3.
Results
A part of the selected papers used methods that were not explicitly
searched for, such as Apriori, multivariate adaptive regression splines
(MARS), discriminatory analysis (DA), clustering models (such ask -means clustering, hierarchical clustering analysis),
forecasting models (such as conditional autoregressive models – CAR),
and kernel density estimation (KDE). Other papers used methods that are
more traditionally associated with traditional statistics, despite
commonalities with machine learning methods, such as linear regression
(LR), generalised linear models (GLM), generalised additive models (GAM)

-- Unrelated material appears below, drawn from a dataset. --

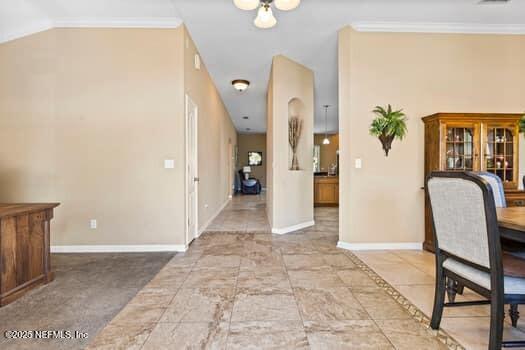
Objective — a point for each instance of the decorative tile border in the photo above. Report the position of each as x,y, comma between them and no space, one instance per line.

and mixed models, both linear and additive (GLMM, GAMM). None were
included in our analyses.
3.1 Threats
The methods most used for threat analysis were MaxEnt, Bayesian and
Boosting (Fig. 1, Annex D). The most studied threat according to the CBD
classification was Habitat loss & fragmentation. Within this large
category, Residential & commercial development and Agriculture &
aquaculture were widely studied using ML methods. Overall, most studies
on most threats used a common set of methodologies, except for
Pollution, for which the most used ML methods were ensembles, DTs and
ANNs.
3.2 Conservation measures
Similarly to threats, the most popular methods used to study
conservation measures were MaxEnt, Bayesian and ensembles (Fig. 2, Annex
E). These were mainly used in studies focusing on the effects of land
protection (Annex C), followed by species and land management.
The trends in the number of accumulated publications show the consistent
growing popularity of Bayesian methods, MaxEnt and ensemble methods
(Fig. 3). Other methods show a plateau in their popularity over the
years, which is most clear in evolutionary algorithms.